Dit vonnis is gewezen door mr. A.J.P. Schotman, voorzitter, mrs. L.M. Reijnierse en
J.C. Hooker, rechters, in tegenwoordigheid van mr. J. Broere, griffier, en is uitgesproken op de openbare terechtzitting van 23 mei 2023.

Voetnoten

1.Wanneer hierna wordt verwezen naar paginanummers betreft dit pagina’s van op ambtseed of ambtsbelofte opgemaakte processen-verbaal. Deze processen-verbaal zijn als bijlagen opgenomen bij het in de wettelijke vorm opgemaakte proces-verbaal, genummerd 2019236194, opgemaakt door politie Eenheid Midden-Nederland, doorgenummerd 1 tot en met 119. Tenzij anders vermeld, zijn dit processen-verbaal in de wettelijke vorm opgemaakt door daartoe bevoegde opsporingsambtenaren.

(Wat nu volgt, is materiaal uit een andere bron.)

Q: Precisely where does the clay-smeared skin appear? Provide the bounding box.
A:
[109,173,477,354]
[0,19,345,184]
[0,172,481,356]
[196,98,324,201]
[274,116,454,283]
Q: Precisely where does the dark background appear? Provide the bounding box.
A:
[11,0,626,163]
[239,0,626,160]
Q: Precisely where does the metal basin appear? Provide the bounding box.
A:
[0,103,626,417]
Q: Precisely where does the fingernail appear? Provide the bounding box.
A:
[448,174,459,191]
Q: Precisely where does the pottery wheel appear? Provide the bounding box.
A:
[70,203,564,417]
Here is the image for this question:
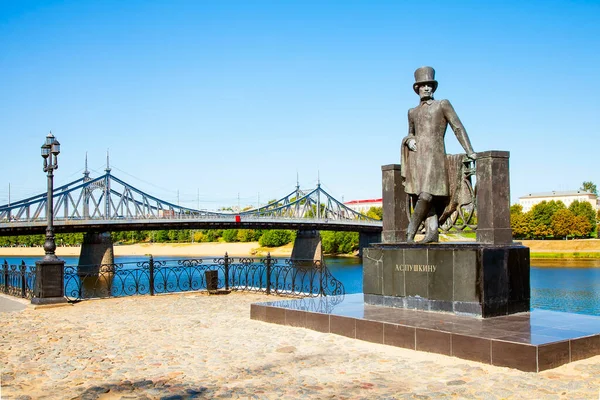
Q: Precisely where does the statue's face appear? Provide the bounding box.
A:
[419,83,433,100]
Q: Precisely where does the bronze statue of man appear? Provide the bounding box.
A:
[401,67,475,243]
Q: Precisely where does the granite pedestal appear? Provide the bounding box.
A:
[363,243,530,318]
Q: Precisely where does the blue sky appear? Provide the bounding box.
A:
[0,0,600,208]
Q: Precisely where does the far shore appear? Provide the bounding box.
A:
[0,242,292,257]
[0,239,600,260]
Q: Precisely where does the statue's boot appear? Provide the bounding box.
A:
[419,213,440,243]
[406,196,431,243]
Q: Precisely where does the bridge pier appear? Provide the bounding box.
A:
[291,229,323,261]
[77,232,115,298]
[358,232,381,257]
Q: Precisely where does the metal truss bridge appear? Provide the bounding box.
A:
[0,167,382,236]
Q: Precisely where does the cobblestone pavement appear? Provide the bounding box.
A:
[0,293,600,400]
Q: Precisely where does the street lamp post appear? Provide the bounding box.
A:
[31,132,67,304]
[42,132,60,260]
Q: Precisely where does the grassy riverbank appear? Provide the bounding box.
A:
[0,242,293,257]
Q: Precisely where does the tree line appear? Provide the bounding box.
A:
[510,200,600,239]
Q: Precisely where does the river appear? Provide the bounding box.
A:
[1,256,600,316]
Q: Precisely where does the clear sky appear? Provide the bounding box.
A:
[0,0,600,209]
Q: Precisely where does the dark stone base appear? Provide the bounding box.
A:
[363,243,530,318]
[250,294,600,372]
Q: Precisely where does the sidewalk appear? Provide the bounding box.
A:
[0,293,600,400]
[0,293,30,313]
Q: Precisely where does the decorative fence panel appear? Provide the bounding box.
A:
[0,260,35,299]
[65,255,345,301]
[0,254,345,302]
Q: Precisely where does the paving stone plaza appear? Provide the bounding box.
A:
[0,293,600,400]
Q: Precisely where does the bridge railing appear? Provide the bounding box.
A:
[0,254,345,302]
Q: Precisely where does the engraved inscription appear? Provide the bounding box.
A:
[396,264,436,272]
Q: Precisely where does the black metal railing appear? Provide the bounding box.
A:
[0,260,35,299]
[0,254,345,302]
[65,254,344,301]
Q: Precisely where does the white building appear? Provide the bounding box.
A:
[519,190,598,212]
[344,199,383,214]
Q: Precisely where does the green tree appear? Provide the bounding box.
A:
[510,212,534,239]
[366,207,383,220]
[258,229,294,247]
[579,181,598,195]
[321,231,359,254]
[530,200,566,238]
[223,229,238,243]
[569,200,596,226]
[552,209,576,238]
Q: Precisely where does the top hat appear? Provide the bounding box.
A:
[413,67,437,94]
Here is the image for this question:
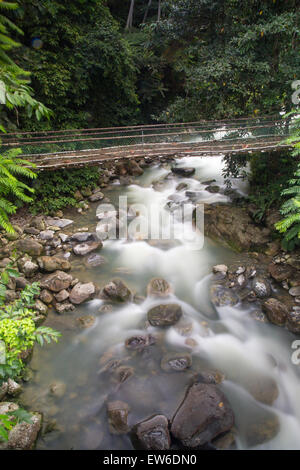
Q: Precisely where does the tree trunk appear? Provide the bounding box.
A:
[143,0,152,23]
[125,0,134,30]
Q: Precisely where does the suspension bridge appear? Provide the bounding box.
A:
[0,116,291,170]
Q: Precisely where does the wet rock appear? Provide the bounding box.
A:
[39,230,54,240]
[49,381,67,398]
[148,304,182,326]
[89,191,104,202]
[54,289,69,302]
[286,310,300,334]
[46,217,73,228]
[269,263,294,282]
[171,383,234,448]
[107,401,129,434]
[213,264,228,274]
[7,379,22,397]
[147,277,172,297]
[34,299,48,316]
[54,302,75,315]
[289,286,300,297]
[210,284,239,307]
[263,298,289,326]
[86,253,106,268]
[102,279,133,302]
[40,271,73,292]
[37,256,71,273]
[125,335,156,350]
[40,289,53,304]
[70,282,96,305]
[77,315,96,328]
[73,240,103,256]
[203,204,270,251]
[132,415,171,450]
[17,238,44,256]
[171,166,196,177]
[22,260,39,278]
[252,276,271,299]
[161,353,192,372]
[205,185,220,193]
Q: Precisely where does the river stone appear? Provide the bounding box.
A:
[7,379,22,397]
[40,289,53,304]
[148,304,182,326]
[39,230,54,240]
[70,282,96,305]
[17,238,43,256]
[54,289,69,302]
[22,260,39,278]
[69,232,94,243]
[46,217,73,228]
[40,271,73,292]
[160,353,192,372]
[73,240,103,256]
[286,310,300,334]
[147,277,172,297]
[125,335,156,350]
[210,284,239,307]
[171,383,234,448]
[269,263,294,282]
[102,279,132,302]
[132,415,171,450]
[85,253,106,268]
[89,191,104,202]
[171,166,196,177]
[37,256,71,273]
[252,276,271,299]
[289,286,300,297]
[107,401,129,434]
[262,298,289,326]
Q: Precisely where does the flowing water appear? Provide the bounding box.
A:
[21,157,300,450]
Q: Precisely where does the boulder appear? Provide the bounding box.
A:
[132,415,171,450]
[252,276,271,299]
[39,230,54,240]
[210,284,239,307]
[69,282,96,305]
[147,277,172,297]
[17,238,43,256]
[46,217,73,228]
[262,298,289,326]
[125,335,156,350]
[160,353,192,372]
[37,256,71,273]
[102,279,133,302]
[148,304,182,326]
[54,289,69,302]
[107,400,129,434]
[202,204,270,251]
[73,240,103,256]
[171,166,196,177]
[269,263,295,282]
[89,191,104,202]
[171,383,234,449]
[286,310,300,334]
[40,271,73,292]
[40,289,53,304]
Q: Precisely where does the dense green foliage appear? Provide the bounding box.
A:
[30,167,100,214]
[276,115,300,250]
[0,267,60,384]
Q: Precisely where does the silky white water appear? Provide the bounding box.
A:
[22,157,300,449]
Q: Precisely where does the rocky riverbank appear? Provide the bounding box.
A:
[0,159,300,450]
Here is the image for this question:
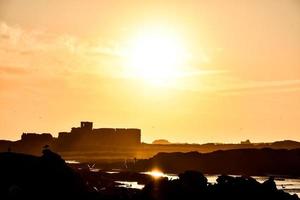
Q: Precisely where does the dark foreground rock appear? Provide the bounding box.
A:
[140,171,298,200]
[132,148,300,177]
[0,149,86,199]
[0,149,298,200]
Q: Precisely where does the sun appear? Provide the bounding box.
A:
[128,29,186,86]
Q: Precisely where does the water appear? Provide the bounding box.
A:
[116,171,300,196]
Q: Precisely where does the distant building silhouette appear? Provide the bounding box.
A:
[58,122,141,148]
[21,133,53,143]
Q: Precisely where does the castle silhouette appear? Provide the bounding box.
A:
[20,121,141,151]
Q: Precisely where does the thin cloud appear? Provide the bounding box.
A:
[0,66,29,75]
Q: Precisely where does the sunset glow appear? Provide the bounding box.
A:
[0,0,300,143]
[128,29,187,86]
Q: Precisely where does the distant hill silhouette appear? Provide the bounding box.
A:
[0,151,299,200]
[135,148,300,176]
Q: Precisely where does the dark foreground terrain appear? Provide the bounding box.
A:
[0,149,298,200]
[131,148,300,177]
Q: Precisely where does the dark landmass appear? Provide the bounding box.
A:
[0,149,299,200]
[0,122,300,162]
[128,148,300,177]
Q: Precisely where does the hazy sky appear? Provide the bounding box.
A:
[0,0,300,143]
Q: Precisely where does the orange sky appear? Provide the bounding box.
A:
[0,0,300,143]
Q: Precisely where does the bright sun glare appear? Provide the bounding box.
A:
[128,29,187,86]
[146,170,164,178]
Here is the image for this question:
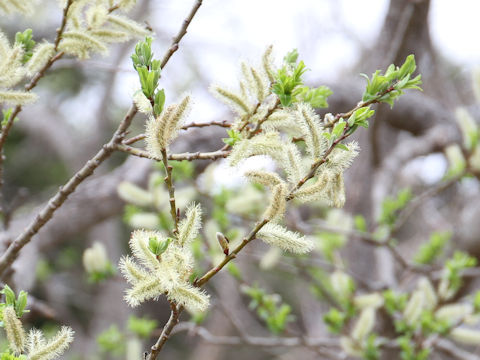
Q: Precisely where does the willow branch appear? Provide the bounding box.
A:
[162,149,178,234]
[146,303,182,360]
[0,0,73,218]
[116,144,230,162]
[160,0,202,69]
[323,84,395,128]
[0,106,137,278]
[173,322,340,348]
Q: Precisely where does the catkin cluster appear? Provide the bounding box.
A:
[120,204,209,311]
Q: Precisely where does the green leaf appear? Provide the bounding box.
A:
[283,49,298,66]
[222,129,242,146]
[0,284,15,306]
[153,89,169,116]
[332,119,347,139]
[15,290,28,317]
[15,29,35,64]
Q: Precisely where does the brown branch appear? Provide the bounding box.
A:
[0,0,73,219]
[323,84,395,128]
[122,120,231,145]
[180,120,232,130]
[146,303,183,360]
[162,149,178,235]
[0,106,137,278]
[115,144,230,162]
[194,219,268,287]
[160,0,202,69]
[172,322,340,348]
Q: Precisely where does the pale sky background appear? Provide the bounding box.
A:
[111,0,480,121]
[115,0,480,184]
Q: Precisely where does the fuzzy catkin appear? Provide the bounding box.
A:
[263,183,288,221]
[28,326,74,360]
[3,306,25,354]
[178,203,202,247]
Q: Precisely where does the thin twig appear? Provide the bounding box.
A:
[172,322,340,348]
[123,120,231,145]
[160,0,202,69]
[180,120,232,130]
[146,303,182,360]
[0,106,137,278]
[162,149,178,235]
[116,144,230,162]
[0,0,73,221]
[0,0,202,279]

2.Vonnis van 23 mei 2023, parketnummer 16/189466-19, pagina 5.
3.Een proces-verbaal van verhoor aangever [slachtoffer 1] van 14 augustus 2019, pagina 92.
4.Een proces-verbaal van verhoor aangever [slachtoffer 2] van 15 augustus 2019, pagina 100.
5.Een proces-verbaal van verhoor aangever [slachtoffer 3] van 7 augustus 2019, pagina 46.